A presidente Cristina Kirchner e seus ministros afirmaram, em diferentes ocasiões, que o país não pagaria ao que eles chamam de "fundos buitres" (de especulação). As declarações teriam motivado a decisão do juiz, que surpreendeu o governo argentino. "É da opinião desta corte (de NY) que estas ameaças de desafio não podem ser ignoradas e se requer uma ação", teria escrito o juiz na sua decisão, segundo jornais on line da Argentina. "Uma presidente pode sim se parar diante de grupos financeiros", afirmou Lorenzino.

'Sinuca'

Para especialistas, a interpretação do mercado financeiro é a de que a Argentina estaria em uma "sinuca" e por isso o dia foi "agitado". A expectativa agora é saber se a apelação que a Argentina fará será acatada. O economista Matias Carugati, da consultoria de política e de economia Management & Fit, e um operador do mercado financeiro de um banco estrangeiro, que pediu o anonimato, disseram à BBC Brasil que a Argentina tem o dinheiro para pagar US$ 1,3 bilhão, mas que vive agora um "impasse", "uma sinuca”.

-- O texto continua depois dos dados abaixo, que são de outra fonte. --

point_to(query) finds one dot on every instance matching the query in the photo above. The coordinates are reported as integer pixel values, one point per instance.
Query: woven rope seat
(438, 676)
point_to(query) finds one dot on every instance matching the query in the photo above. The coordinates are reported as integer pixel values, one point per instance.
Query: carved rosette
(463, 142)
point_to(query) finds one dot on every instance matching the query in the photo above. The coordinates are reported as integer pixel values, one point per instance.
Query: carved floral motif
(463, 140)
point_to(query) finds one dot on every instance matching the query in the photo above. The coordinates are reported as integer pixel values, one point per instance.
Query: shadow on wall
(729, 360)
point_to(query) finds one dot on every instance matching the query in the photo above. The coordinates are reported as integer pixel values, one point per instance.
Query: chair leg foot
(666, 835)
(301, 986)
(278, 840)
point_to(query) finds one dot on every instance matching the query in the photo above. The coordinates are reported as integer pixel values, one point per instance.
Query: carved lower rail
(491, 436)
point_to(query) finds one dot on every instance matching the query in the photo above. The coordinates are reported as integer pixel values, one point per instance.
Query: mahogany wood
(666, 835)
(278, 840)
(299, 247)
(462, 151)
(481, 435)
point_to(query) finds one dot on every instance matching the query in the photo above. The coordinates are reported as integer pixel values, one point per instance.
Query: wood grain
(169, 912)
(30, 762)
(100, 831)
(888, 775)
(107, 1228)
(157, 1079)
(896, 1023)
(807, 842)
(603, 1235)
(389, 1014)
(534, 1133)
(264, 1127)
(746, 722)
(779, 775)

"Se o governo pagar esta dívida, abrirá a brecha para que outros que aceitaram o pagamento (com descontos) também reclamem pagamentos maiores na Justiça, o que complicaria e muito o caixa do governo. Mas se o governo não pagar o que o juiz manda, a Argentina estará tecnicamente em default", disse Carugati. "Os títulos caem porque especula-se que a Argentina pode entrar em default de novo. Além disso, se pagar o que o juiz manda estará defraudando os que aceitaram aquele pagamento com descontos", disse o operador do mercado financeiro.

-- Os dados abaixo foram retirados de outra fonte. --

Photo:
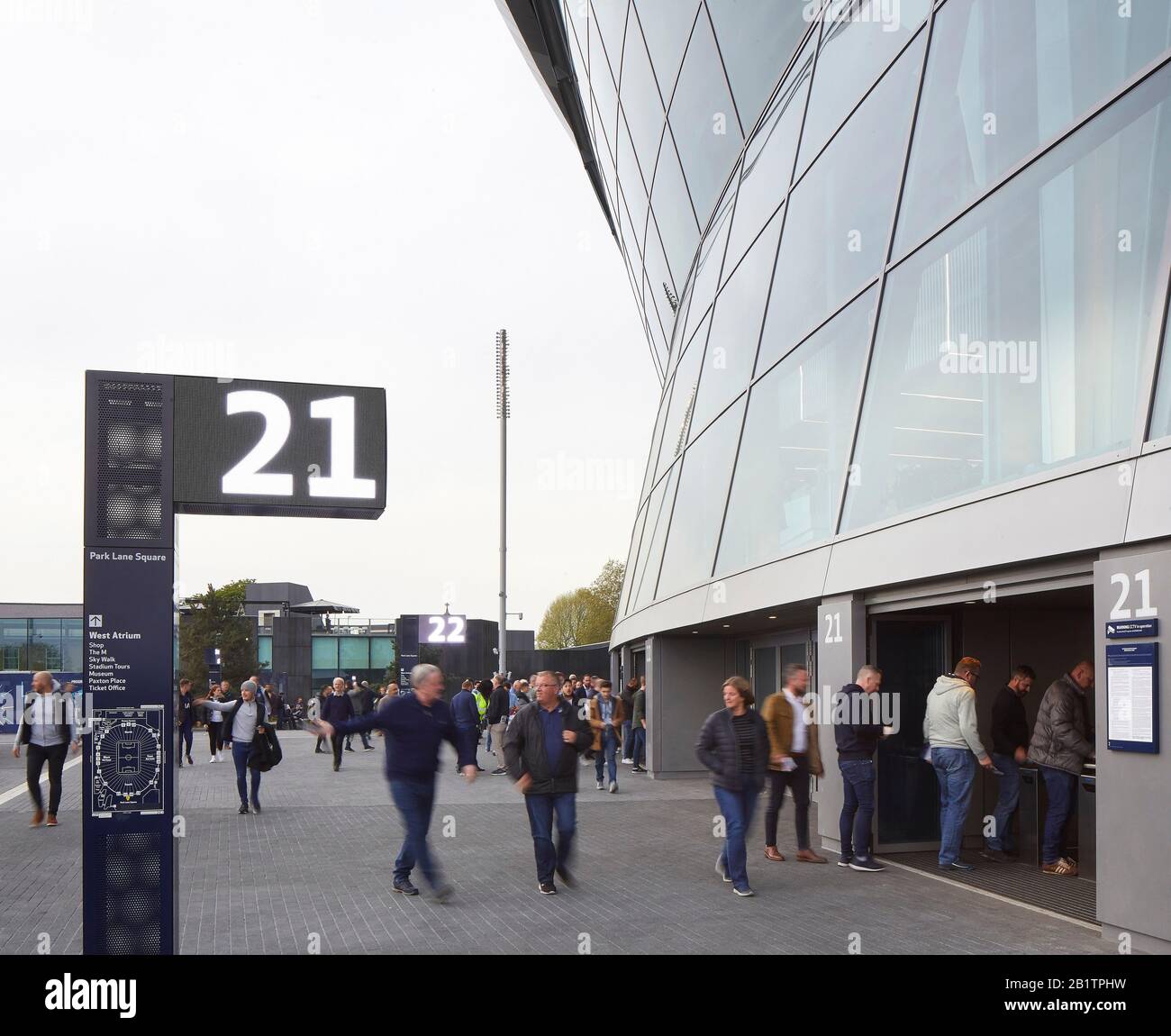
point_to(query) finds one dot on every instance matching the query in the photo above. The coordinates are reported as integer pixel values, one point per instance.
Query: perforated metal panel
(129, 468)
(132, 891)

Em 2002, especialistas afirmaram que aquele havia sido "o maior calote da historia do capitalismo". A partir de 2003 e pelo menos até 2008 a Argentina registrou forte expansão da sua economia, definida como "crescimento chinês" devido aos índices em torno dos 8% anuais. O líder do governo na Câmara de Deputados, Agustín Rossi, disse nesta quinta-feira que o parecer do juiz é "uma afronta". O deputado opositor Claudio Lozano apoiou a postura do governo, dizendo que "não se deve pagar aos fundos de especulação".